Esta vez estaba más que satisfecho. El gran proyecto que le había absorbido muchos años de agobiante trabajo, sería realidad en breve tiempo. La obra más audaz de todos los tiempos. Nada construido por el hombre podría igualarse. Una nueva era comenzaba.

Tenía a la vista la comunicación oficial del gobierno en su mesa de trabajo. Se aprobaban sus planos para la construcción de la nueva ciudad capital de la república. Lo nombraban Director General de las obras y le concedían el título de Gran Arquitecto. Este título de nobleza hubo que crearlo ex profeso. El país era una república.

Con las manos en el lugar indicado para desarrollar su inteligencia, cerró los ojos y recordó cuántos esfuerzos y desvelos habían pasado para concretar el más ambicioso proyecto encarado por el hombre.

Todo comenzó hace años en su país, Argentina, cuando el gobierno llamó a concurso para la construcción de una nueva ciudad, capital de la República. Quería una más grande y hermosa que la de Brasil, su vecino.

La contaminación del medio ambiente era motivo de preocupación. La población humana crecía sin pausa. Muchos ensuciaban y pocos limpiaban. Las autoridades estaban preocupadas, como es habitual en las autoridades.

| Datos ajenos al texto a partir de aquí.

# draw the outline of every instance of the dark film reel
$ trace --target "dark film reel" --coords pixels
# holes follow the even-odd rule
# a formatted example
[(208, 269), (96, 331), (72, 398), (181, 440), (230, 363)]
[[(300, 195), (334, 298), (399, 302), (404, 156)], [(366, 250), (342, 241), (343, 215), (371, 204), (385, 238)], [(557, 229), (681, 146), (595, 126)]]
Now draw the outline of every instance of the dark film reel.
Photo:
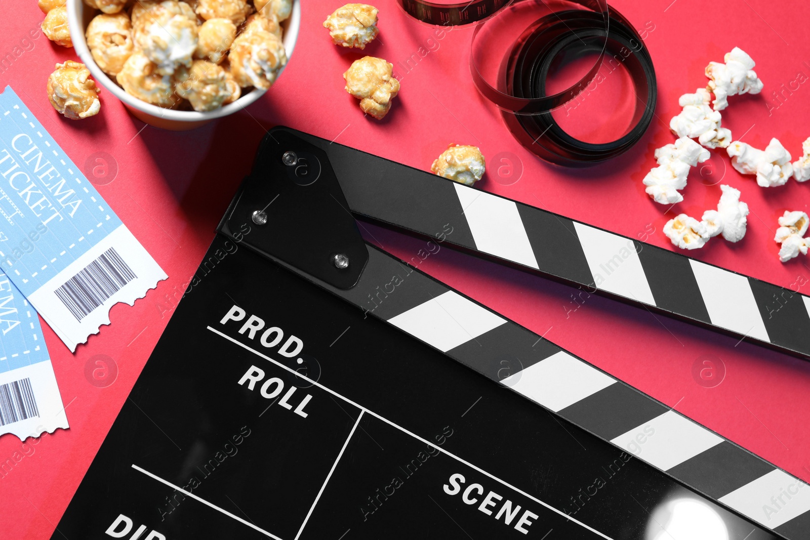
[[(641, 36), (605, 0), (480, 0), (437, 4), (400, 0), (406, 13), (423, 23), (476, 24), (471, 73), (480, 93), (501, 111), (508, 129), (536, 155), (569, 167), (614, 158), (637, 142), (654, 116), (657, 97), (652, 58)], [(582, 78), (548, 94), (550, 72), (561, 58), (596, 55)], [(587, 142), (563, 130), (552, 111), (577, 98), (603, 66), (620, 63), (634, 87), (630, 127), (608, 142)]]

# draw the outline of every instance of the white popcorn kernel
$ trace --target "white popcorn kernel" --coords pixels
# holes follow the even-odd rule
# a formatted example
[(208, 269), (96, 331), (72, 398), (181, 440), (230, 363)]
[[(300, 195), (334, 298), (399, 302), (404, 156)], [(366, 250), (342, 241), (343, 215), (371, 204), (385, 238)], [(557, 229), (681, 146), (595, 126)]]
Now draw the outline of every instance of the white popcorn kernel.
[(709, 241), (706, 225), (685, 214), (667, 221), (663, 233), (681, 249), (698, 249)]
[(806, 182), (810, 180), (810, 138), (802, 142), (802, 151), (804, 155), (798, 161), (793, 162), (793, 177), (797, 182)]
[(472, 185), (484, 176), (484, 155), (478, 147), (450, 144), (433, 161), (430, 170), (445, 178), (465, 185)]
[(712, 102), (715, 111), (728, 107), (728, 96), (739, 94), (758, 94), (762, 91), (762, 81), (753, 70), (754, 61), (739, 47), (735, 47), (725, 57), (725, 64), (709, 62), (706, 74), (709, 78), (706, 89), (714, 94)]
[(701, 223), (706, 227), (706, 236), (709, 238), (714, 238), (723, 232), (723, 216), (716, 210), (707, 210), (703, 212)]
[(802, 238), (808, 231), (808, 224), (810, 219), (808, 215), (800, 210), (788, 211), (779, 218), (779, 228), (776, 230), (776, 236), (774, 240), (782, 244), (779, 248), (779, 260), (787, 262), (792, 258), (808, 254), (808, 247), (810, 246), (810, 238)]
[(800, 210), (790, 212), (785, 210), (784, 215), (779, 218), (779, 228), (776, 230), (776, 236), (774, 240), (781, 242), (791, 235), (799, 235), (804, 236), (808, 232), (808, 215)]
[(710, 157), (709, 151), (688, 137), (681, 137), (675, 144), (655, 151), (659, 164), (644, 177), (645, 192), (659, 204), (675, 204), (684, 200), (678, 193), (686, 187), (689, 168)]
[(722, 117), (709, 106), (711, 94), (698, 88), (694, 94), (684, 94), (678, 104), (684, 108), (669, 122), (669, 129), (678, 137), (697, 138), (706, 148), (727, 147), (731, 142), (731, 131), (720, 127)]
[(717, 203), (717, 211), (723, 219), (723, 237), (729, 242), (739, 242), (745, 236), (748, 205), (740, 202), (740, 189), (725, 185), (720, 189), (723, 194)]
[(670, 219), (664, 225), (664, 234), (681, 249), (698, 249), (709, 239), (723, 235), (729, 242), (739, 242), (745, 236), (748, 205), (740, 201), (740, 190), (721, 185), (723, 195), (717, 210), (707, 210), (701, 221), (685, 214)]
[(757, 175), (757, 184), (763, 188), (784, 185), (793, 175), (791, 153), (778, 139), (770, 139), (764, 151), (735, 141), (726, 151), (734, 168), (743, 174)]
[(779, 248), (779, 260), (787, 262), (792, 258), (808, 254), (808, 243), (810, 238), (802, 238), (799, 235), (791, 235), (782, 241), (782, 247)]

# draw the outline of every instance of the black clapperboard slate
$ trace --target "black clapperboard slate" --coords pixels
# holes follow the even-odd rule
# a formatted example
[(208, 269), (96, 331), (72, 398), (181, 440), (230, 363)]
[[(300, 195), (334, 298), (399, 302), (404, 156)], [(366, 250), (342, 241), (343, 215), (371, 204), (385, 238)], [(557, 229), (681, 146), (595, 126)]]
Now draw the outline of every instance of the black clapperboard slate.
[[(727, 441), (750, 470), (706, 486), (608, 442), (651, 398), (589, 425), (498, 382), (561, 350), (364, 244), (318, 141), (265, 138), (53, 539), (663, 540), (684, 499), (729, 538), (807, 538), (713, 500), (774, 469)], [(397, 320), (440, 296), (489, 330), (431, 346), (407, 331), (429, 321)]]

Los expertos aconsejaron la construcción de grandes ciudades en las zonas interiores del país y el consiguiente traslado de todos sus habitantes.

Así, la contaminación iría detrás de las ciudades. Después de unos años, una vez contaminada la nueva ciudad, se volverían a trasladar donde estaban antes. Mientras tanto se limpiaba la vieja con abundantes productos químicos. Habría ciudades gemelas.

La idea le pareció excelente al gobierno deseoso de mostrar al electorado su postura de vanguardia. Cada ciudad del país tendría una hermana gemela.

Este fabuloso proyecto no pudo llevarse a cabo. Los quejosos de siempre demostraron que el ciclo de contaminación se iría acortando. No se podría efectuar a tiempo la limpieza de las ciudades desocupadas… porque debían ser limpiadas, por segunda vez, de los productos contaminantes, utilizados en la primera.

Joseph Julius —arquitecto— profundizó el tema. La población debería trasladarse de ciudad en ciudad, cada cierto número de años. Las carreteras se congestionarían. Estarían de mudanza permanente. Cuando lleguen los últimos en mudarse se cruzarían con los primeros de la nueva mudanza.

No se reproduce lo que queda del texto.